In a recent Crosscut interview, Dr. Esther Brimmer, the U.S. Assistant Secretary of State for International Organization Affairs, said, “The president has said that he plans to close Guantanamo, and cases are under active, regular review. We’ve moved out 68 prisoners to third countries.” Brimmer, who said that she was not familiar with details of Latif’s case, insisted that Guantanamo’s future also depends on the consent of Congress.

For Mayerfeld the essential question centers on Guantanamo’s afterlife. The conundrum of arbitrary, indefinite detention will not disappear if the United States shutters Guantanamo tomorrow and simply scatters prisoners to mainland purgatory.

Here the proverbial lessons of history don’t apply. “The fallacy of prediction by analogy occurs when analogy is used to anticipate future events — as it often is, in the absence of anything better,” David Hackett Fischer wrote more than 40 years ago. It’s an axiom that resonates still.

Guantanamo Bay is not about American servicemen in 1898 learning a novel technique for torturing Filipino POWs called the “water cure;” it is not Camp Harmony, the Puyallup way station for Japanese-Americans in the 1940s; and it is not President Lincoln’s Civil War suspension of habeaus corpus.

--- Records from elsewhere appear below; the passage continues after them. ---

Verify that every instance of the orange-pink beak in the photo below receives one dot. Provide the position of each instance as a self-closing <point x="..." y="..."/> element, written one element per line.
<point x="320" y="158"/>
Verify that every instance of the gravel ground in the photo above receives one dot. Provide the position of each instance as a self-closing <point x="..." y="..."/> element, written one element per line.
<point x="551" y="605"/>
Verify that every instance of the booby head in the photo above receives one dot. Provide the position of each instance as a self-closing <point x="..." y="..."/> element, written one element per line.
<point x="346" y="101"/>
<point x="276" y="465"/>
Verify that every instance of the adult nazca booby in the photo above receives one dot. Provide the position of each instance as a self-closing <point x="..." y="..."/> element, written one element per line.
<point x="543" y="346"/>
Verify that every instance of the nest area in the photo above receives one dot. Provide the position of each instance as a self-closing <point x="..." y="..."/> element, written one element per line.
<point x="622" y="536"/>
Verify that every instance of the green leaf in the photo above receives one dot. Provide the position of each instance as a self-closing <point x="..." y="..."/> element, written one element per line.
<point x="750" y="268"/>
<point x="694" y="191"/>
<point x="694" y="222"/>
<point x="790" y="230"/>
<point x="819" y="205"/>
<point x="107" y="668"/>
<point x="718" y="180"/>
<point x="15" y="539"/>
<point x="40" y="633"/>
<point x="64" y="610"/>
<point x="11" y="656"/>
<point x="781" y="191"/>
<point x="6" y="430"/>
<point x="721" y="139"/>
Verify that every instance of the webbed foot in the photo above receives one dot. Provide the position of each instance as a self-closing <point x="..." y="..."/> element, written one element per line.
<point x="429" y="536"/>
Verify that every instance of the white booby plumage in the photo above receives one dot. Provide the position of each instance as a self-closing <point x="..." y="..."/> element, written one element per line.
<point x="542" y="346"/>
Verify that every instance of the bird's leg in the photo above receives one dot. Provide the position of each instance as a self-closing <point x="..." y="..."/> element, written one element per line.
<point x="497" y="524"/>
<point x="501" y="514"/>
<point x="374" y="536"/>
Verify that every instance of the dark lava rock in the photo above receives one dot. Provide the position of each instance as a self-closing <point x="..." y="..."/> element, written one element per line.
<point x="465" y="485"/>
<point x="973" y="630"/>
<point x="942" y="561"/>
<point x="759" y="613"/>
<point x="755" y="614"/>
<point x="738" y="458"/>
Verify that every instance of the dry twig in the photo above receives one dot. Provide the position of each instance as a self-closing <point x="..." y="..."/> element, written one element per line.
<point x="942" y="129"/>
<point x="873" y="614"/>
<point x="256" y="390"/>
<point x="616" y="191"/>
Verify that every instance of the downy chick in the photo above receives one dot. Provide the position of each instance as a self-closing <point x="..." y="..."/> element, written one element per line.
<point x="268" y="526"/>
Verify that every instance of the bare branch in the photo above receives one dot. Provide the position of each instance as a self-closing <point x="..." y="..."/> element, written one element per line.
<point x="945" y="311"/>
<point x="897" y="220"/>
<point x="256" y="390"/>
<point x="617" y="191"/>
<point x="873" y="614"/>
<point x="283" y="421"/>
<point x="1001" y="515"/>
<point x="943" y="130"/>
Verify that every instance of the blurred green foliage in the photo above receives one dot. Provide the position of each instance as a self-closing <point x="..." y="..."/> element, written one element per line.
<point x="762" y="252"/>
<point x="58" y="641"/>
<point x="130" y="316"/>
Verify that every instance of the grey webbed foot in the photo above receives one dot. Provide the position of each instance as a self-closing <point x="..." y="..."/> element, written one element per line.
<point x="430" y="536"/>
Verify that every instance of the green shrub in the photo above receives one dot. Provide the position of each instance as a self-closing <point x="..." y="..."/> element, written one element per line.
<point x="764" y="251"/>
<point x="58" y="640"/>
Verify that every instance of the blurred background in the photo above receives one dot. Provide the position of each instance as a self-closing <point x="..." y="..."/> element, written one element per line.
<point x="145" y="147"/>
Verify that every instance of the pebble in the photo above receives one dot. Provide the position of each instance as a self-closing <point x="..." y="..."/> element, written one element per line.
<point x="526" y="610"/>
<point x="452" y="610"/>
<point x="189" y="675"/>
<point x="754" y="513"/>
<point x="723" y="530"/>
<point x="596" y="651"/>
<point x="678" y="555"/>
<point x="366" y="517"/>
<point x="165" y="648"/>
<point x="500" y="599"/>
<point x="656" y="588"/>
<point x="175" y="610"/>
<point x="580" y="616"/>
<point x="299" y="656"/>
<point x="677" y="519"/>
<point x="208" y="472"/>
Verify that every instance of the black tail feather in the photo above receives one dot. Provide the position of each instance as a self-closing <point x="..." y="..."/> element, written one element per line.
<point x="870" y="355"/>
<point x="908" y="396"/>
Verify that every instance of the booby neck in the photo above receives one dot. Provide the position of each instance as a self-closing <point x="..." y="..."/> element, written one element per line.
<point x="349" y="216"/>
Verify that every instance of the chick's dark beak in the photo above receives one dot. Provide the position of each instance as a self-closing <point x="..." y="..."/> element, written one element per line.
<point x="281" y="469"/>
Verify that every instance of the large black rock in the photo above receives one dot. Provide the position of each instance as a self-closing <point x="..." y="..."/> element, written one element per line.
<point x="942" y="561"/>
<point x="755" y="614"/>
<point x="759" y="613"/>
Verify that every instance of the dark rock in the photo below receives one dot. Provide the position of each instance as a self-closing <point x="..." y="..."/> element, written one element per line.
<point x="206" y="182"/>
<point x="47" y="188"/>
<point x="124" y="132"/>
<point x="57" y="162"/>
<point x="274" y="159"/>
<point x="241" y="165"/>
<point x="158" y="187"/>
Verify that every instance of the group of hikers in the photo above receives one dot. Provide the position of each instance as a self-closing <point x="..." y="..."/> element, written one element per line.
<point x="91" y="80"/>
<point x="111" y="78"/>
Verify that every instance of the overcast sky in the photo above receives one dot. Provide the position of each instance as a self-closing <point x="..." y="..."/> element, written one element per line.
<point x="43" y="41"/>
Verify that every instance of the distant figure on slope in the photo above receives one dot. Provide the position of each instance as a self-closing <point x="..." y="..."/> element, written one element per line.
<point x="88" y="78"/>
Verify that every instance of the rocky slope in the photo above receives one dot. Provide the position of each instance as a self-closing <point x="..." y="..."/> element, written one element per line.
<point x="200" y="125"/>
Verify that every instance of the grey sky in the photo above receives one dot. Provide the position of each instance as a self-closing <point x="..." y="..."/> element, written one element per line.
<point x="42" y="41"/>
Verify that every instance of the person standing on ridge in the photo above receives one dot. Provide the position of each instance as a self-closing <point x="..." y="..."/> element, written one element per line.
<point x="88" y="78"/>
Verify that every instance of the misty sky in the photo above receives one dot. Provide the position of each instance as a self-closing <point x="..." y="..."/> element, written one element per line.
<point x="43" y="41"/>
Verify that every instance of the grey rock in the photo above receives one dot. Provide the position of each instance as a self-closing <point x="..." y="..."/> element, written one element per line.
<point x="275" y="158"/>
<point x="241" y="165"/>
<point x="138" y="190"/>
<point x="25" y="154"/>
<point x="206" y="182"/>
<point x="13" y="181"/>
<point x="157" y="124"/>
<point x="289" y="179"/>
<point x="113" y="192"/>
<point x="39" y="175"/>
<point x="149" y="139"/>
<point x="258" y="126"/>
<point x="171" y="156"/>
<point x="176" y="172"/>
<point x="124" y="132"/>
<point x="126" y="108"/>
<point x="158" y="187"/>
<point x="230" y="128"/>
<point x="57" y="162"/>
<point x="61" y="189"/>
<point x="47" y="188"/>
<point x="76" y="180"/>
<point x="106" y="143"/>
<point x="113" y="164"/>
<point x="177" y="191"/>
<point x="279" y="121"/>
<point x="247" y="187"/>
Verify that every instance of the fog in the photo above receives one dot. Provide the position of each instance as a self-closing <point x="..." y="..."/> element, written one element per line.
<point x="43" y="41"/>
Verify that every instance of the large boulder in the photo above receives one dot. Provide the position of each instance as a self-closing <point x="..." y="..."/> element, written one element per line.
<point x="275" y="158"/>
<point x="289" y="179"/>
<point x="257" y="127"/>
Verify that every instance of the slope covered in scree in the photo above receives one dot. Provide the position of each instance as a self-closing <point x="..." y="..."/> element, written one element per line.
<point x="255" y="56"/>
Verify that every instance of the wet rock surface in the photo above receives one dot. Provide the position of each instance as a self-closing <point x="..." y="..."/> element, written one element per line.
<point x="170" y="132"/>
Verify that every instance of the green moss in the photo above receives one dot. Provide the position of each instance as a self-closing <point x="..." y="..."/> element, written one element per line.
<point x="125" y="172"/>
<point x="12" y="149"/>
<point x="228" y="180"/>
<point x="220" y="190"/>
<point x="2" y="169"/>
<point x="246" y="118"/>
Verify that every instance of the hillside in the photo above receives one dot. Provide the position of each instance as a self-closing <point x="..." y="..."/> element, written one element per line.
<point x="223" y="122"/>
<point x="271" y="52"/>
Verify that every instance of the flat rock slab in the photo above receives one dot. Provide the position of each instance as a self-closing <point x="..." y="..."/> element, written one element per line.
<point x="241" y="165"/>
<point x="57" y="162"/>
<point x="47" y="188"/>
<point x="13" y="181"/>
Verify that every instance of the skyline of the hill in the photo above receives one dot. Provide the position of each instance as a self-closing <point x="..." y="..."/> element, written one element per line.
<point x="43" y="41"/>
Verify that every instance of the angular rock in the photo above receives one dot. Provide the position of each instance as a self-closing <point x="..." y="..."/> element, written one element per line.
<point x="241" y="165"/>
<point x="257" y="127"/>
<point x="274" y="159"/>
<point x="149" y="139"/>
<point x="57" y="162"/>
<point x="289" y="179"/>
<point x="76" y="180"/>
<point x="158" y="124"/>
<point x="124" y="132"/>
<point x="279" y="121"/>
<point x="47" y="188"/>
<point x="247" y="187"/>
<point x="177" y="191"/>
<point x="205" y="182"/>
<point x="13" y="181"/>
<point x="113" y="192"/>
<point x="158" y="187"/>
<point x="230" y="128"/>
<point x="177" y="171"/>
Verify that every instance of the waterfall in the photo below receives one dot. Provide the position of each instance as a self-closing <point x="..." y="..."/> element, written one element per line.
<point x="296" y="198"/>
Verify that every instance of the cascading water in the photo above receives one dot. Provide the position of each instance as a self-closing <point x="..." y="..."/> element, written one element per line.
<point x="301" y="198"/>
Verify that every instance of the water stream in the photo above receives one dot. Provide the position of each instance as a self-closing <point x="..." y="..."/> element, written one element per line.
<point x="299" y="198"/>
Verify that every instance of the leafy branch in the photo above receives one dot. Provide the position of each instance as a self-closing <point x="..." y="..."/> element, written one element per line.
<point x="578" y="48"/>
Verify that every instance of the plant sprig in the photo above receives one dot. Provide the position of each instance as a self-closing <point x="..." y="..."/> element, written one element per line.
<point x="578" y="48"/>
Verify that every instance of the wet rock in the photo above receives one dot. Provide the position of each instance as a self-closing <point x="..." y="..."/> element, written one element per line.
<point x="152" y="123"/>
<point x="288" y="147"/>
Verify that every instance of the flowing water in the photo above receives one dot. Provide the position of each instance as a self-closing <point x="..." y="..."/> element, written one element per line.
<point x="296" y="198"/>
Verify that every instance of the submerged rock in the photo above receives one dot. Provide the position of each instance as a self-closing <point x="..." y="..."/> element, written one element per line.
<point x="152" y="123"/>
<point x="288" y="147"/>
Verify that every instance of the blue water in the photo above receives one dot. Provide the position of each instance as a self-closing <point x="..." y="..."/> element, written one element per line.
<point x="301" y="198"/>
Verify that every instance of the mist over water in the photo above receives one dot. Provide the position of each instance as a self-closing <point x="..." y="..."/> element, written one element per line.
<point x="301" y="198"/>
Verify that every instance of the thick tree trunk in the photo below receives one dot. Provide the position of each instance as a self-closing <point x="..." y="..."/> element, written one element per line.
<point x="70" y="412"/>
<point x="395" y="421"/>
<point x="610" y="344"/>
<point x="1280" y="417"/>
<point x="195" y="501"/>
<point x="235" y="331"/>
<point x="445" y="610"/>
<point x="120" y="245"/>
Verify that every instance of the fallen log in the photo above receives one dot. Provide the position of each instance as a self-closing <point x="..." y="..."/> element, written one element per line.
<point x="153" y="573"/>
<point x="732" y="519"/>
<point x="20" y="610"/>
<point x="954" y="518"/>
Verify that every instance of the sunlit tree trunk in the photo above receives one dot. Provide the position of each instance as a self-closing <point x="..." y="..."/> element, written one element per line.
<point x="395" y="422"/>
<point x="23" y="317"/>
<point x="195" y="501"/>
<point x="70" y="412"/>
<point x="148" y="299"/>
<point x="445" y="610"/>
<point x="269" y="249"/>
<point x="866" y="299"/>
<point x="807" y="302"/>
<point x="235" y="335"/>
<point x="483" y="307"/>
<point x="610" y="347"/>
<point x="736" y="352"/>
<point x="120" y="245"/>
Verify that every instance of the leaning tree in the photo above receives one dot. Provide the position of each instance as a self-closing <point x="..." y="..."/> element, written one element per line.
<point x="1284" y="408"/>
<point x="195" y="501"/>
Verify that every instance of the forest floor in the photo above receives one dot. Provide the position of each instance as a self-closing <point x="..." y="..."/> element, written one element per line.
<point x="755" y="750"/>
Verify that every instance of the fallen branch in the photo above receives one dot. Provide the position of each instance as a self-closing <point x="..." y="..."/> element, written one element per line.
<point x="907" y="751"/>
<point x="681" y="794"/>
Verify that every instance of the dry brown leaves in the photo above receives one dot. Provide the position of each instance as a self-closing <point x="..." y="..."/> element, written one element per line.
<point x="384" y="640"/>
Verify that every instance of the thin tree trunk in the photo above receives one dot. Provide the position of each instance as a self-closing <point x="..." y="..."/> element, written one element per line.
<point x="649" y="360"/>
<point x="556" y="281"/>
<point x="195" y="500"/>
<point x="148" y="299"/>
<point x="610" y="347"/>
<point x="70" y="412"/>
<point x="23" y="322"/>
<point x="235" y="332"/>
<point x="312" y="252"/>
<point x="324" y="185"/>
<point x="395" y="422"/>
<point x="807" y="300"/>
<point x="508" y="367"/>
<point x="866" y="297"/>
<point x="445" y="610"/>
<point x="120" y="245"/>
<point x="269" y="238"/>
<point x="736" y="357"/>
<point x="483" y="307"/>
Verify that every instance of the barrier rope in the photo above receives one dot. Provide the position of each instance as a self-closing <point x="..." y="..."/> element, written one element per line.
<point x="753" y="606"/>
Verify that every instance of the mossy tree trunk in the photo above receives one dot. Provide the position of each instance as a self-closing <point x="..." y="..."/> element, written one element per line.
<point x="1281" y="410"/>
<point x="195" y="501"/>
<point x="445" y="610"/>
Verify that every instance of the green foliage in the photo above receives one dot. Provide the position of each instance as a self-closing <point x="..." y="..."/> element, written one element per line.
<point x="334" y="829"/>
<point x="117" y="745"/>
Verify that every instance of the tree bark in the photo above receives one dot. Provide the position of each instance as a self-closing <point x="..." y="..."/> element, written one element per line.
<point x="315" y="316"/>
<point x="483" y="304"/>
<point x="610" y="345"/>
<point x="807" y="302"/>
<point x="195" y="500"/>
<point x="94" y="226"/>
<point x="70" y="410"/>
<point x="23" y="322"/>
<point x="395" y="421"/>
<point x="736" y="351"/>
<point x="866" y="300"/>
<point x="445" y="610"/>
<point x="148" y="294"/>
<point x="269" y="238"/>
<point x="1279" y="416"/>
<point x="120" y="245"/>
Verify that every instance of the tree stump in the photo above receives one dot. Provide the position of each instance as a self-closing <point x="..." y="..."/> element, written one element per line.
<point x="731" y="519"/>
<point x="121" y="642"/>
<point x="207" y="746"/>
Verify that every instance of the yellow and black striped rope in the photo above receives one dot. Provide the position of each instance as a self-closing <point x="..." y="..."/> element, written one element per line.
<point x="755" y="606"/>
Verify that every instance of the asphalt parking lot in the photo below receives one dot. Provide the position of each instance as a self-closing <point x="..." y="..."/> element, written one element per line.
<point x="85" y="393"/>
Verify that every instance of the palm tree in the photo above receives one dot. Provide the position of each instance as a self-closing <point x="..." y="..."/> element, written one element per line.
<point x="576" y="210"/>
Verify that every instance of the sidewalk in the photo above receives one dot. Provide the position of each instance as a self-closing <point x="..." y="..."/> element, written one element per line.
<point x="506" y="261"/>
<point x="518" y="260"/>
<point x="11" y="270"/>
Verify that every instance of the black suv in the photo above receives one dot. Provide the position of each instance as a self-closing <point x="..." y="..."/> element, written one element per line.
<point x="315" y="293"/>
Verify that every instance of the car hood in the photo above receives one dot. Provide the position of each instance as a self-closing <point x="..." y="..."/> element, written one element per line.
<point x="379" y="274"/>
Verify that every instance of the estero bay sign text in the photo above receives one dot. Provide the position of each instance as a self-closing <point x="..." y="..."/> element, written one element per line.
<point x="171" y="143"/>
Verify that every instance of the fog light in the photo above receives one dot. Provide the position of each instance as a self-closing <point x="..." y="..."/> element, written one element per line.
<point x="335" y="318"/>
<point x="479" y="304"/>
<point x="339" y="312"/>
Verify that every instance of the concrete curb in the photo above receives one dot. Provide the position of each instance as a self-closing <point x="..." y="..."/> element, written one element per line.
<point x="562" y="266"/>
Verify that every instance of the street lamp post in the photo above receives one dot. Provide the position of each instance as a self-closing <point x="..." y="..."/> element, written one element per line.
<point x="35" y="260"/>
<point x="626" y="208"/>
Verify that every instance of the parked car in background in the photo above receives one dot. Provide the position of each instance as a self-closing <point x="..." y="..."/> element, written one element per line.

If Guantanamo is without clear antecedents, then the model for combatting it seems equally elusive. The civil rights movement of the 1950s and ’60s isn’t instructive because so much revolved around a judicial strategy in addition to political mobilization. Thurgood Marshall was the linchpin and Martin Luther King, Jr., was the closer. Justice would be revealed in the courts.

Capital punishment may be the closest analogue: a manifestly moral issue that loses juice because the lead characters are often heinous or unsympathetic. Latif — an ill and troubled man, but not a terrorist — has become an accidental metaphor, a force greater than himself.

So on a cold spring morning, two dozen Methodists ask questions and grab letter paper to write their members of Congress about a 34-year-old prisoner.

“What has been done will be done again,” reads Ecclesiastes. “There is nothing new under the sun.” Well, mostly.

No one aims to amend scripture in the basement of a Methodist church. It’s tempting though.